Training with multi-GPUs

yyliu01 / PS-MT

[CVPR'22] Perturbed and Strict Mean Teachers for Semi-supervised Semantic Segmentation

https://arxiv.org/pdf/2111.12903.pdf

MIT License

186 stars 17 forks source link

Training with multi-GPUs #3

Closed GuGuLL123 closed 2 years ago

GuGuLL123 commented 2 years ago

The code works fine when I train with one gpu. The _warm_up process works fine when using multi-gpus distributed training，but the _train_epoch process gets stuck. Gpus and cpus are still running normally. Have you encountered the same problem?

yyliu01 commented 2 years ago

Thanks for your interest.

No, I didn't meet such issues... Could you please provide more training details, including batch size, and resolution? Also, could you please point out which parts of the code cause such stuck?

Regards, Yuyuan Liu

yyliu01 commented 2 years ago

I've found a potential issue here. In case there isn't any confident pseudo-label for 1 GPU, the other GPUs will infinitely hang in the backward process. It is more likely to happen when the input resolution is very low.

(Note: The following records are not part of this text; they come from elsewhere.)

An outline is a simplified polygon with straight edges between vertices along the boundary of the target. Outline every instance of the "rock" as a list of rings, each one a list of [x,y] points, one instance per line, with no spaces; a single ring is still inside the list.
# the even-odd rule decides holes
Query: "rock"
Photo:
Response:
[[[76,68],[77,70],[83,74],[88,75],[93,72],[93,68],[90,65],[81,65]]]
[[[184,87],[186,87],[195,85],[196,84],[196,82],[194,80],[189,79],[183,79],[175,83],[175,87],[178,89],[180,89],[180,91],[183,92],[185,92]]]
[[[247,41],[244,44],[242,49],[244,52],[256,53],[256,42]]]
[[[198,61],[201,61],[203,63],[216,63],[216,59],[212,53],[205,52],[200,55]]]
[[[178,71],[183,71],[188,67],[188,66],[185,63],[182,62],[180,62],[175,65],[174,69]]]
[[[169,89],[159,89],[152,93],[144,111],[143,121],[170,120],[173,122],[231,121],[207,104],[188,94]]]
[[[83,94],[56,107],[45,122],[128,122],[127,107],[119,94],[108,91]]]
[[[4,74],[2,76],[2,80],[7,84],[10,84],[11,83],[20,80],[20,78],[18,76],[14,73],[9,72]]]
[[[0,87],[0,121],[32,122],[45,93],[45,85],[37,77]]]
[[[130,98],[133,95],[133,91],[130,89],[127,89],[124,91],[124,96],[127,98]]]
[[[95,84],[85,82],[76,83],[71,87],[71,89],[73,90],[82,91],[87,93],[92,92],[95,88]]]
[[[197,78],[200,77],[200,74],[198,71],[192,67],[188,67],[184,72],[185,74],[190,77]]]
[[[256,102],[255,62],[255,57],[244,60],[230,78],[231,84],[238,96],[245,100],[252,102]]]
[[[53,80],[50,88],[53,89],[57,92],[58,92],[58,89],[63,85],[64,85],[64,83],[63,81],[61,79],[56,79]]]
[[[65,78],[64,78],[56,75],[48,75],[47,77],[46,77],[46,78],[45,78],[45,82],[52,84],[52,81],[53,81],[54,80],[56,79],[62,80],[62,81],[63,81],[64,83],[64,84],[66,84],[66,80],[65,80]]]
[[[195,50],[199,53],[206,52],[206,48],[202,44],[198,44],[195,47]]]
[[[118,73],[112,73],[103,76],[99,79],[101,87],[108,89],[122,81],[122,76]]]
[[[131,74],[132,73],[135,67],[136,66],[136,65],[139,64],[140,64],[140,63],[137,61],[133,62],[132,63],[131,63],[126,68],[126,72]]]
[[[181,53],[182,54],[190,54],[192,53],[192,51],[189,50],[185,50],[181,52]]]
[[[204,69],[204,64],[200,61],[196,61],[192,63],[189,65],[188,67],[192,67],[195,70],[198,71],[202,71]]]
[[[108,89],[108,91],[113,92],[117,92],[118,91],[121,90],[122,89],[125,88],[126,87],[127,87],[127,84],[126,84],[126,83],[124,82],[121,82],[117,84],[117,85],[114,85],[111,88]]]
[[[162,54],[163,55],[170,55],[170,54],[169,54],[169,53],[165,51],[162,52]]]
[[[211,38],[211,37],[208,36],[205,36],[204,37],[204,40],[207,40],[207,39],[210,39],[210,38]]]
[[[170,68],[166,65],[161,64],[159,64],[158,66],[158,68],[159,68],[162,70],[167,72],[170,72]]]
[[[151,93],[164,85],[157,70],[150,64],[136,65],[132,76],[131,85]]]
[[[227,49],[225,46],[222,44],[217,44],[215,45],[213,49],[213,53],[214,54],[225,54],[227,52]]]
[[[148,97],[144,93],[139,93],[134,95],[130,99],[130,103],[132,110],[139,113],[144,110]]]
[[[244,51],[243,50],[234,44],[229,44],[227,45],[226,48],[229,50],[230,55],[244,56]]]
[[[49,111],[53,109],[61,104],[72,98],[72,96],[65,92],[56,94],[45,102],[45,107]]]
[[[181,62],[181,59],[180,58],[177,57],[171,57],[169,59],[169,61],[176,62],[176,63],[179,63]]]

Please modify it based on the newest code, and I apologize for the inconvenience.

GuGuLL123 commented 2 years ago

thank you very much！ I will try it now.

yyliu01 commented 2 years ago

I'm closing the issue.

If you have any questions for implementing the code or reproducing the result, please feel free to reopen it or send me an email.

Regards, Yuyuan